Minggu, 06 Februari 2011

Sukses Dari Pelepah Pisang


Lamongan. Sebagian masyarakat masih menganggap pohon pisang tidak banyak nilai manfaatnya. Ini menyebabkan pelepah pisang belum banyak disentuh. Padahal, dari bahan baku ini bisa dihasilkan karya kerajinan yang unggul dan punyai nilai jual cukup tinggi.

Batang pisang atau pelepah pisang yang mudah didapatkan dan tak mengenal musim itu mengilhami H Romli (37) warga Dusun Pengaron, Desa Pangumbulandadi, Kecamatan Tikung, Lamongan, untuk memanfaatkan menjadi kerajinan.

Ketertarikannya mengolah pelepah pisang ini sebenarnya bukan kebetulan saja. Perajin tas yang sehari-hari berkutat dengan enceng gondok ini, memang tengah mencari bahan baku alternatif untuk pembuatan tas.
“Pasar kerajinan tas dari enceng gondok terus menurun pasarnya. Karena itu, saya mencoba mencari alternatif bahan baku yang mudah didapat dan harga yang murah,” terang Romli, yang mengaku telah mempertahankan usaha tas dari enceng gondok sejak 2000 silam.
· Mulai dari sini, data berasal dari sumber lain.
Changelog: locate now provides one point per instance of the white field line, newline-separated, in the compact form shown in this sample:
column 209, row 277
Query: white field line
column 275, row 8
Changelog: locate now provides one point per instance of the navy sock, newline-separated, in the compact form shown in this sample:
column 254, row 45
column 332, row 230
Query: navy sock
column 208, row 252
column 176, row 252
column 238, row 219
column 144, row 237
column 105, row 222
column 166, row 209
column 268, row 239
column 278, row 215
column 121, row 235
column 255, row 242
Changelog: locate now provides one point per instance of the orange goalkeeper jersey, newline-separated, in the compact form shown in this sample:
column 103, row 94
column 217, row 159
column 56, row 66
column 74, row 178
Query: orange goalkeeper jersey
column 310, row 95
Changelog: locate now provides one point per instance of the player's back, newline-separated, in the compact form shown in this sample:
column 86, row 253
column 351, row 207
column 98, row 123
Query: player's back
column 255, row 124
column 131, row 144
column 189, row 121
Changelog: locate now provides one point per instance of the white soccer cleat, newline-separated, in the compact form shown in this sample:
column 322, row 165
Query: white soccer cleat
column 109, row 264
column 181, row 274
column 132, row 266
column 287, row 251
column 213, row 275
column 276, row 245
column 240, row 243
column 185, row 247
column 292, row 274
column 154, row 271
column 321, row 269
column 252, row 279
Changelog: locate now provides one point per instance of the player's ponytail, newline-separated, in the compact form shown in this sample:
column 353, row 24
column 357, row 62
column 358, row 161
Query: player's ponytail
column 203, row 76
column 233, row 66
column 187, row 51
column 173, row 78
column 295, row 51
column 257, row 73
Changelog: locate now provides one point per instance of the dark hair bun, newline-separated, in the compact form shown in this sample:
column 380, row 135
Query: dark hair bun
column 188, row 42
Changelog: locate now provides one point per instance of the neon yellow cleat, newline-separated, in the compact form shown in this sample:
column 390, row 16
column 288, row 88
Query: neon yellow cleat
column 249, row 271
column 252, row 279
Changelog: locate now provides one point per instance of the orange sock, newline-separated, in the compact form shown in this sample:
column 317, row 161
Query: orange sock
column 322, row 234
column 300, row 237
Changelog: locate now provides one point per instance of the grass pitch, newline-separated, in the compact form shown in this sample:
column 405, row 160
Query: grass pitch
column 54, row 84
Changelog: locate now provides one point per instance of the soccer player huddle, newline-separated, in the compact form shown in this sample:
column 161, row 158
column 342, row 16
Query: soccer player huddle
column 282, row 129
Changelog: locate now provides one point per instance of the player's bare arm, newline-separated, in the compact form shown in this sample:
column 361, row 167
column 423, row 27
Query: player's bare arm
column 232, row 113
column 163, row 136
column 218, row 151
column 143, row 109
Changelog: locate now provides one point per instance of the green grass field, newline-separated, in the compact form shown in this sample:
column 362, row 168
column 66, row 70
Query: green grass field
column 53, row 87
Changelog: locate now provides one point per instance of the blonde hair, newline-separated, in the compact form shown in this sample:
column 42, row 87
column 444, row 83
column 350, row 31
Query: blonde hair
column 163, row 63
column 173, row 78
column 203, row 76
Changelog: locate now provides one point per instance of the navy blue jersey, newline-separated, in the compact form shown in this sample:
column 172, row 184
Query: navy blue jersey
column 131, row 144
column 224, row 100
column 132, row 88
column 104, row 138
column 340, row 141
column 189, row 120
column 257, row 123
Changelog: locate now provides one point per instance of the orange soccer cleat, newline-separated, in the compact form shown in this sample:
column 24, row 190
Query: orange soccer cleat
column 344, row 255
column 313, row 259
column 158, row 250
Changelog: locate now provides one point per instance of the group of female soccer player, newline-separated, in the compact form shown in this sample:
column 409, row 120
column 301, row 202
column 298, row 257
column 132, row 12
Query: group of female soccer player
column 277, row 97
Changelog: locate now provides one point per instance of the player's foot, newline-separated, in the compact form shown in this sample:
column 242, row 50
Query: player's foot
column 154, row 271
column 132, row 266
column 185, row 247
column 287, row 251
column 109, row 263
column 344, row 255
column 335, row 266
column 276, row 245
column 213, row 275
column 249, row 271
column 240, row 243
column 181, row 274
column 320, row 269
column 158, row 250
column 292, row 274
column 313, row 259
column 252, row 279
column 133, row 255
Menurutnya, enceng gondok tidak mudah didapatkan. Biasanya hanya ada pada musim penghujan saja, selain pengolahannya terlalu susah. Beda dengan pelepah pisang, yang cara mendapatkannya juga lebih mudah.

Inisiatif mendesain tas dari pelepah pisang dimulainya sejak 2007. Pengalaman membuat tas dari enceng gondok, ia kembangkan ke bahan baku dari pelepah pisang. “Ternyata, peminat tas pelepah pisang lebih banyak dan berkembang,” tutur Romli, yang akhirnya mengurangi pembuatan tas dari enceng gondok dan dialihkan ke tas pelepah pisang.
Bukan hanya bahan baku yang beralih, perajin yang mendirikan Pengaron Craft ini, juga memanfaatkan tenaga kerja yang sebelumnya membantunya membuat tas dari enceng gondok. Bahan baku banyak dipasok dari warga sekitarnya yang mengambil dari Desa Pelang, Cekel dan Kalikapas.
Ingin praktis, ia hanya menerima pelepah pisang kering dengan harga Rp 1.500/kg. Namun jika musim penghujan, harganya meningkat hingga Rp 2.500/kg. “Kalau penghujan kan petani repot mengeringkan dan butuh waktu lama. Jadi wajar jika ada kenaikan harga saat musim penghujan,” ujar suami Nurhayati ini.
Pelepah pisang kering itu ia beli dalam kondisi bersih, tinggal menganyam dan membentuk tamparan. Besar kecilnya tamparan tergantung dari bentuk dan ukuran tas. Romli memang tidak menempatkan pekerja di rumahnya, tapi bahan baku diambil perajin selanjutnya dikerjakan di rumah masing-masing.

Mereka terbagi, penganyam 20 orang, 4 tukang jahit dan vanishing 4 pekerja. Cara kerjanya, sama dengan pembuatan tas dari enceng gondok. Bentuk tas sudah ditentukan sesuai ukuran yang terbuat dari kain, spon topi, busa angin dan juga benang.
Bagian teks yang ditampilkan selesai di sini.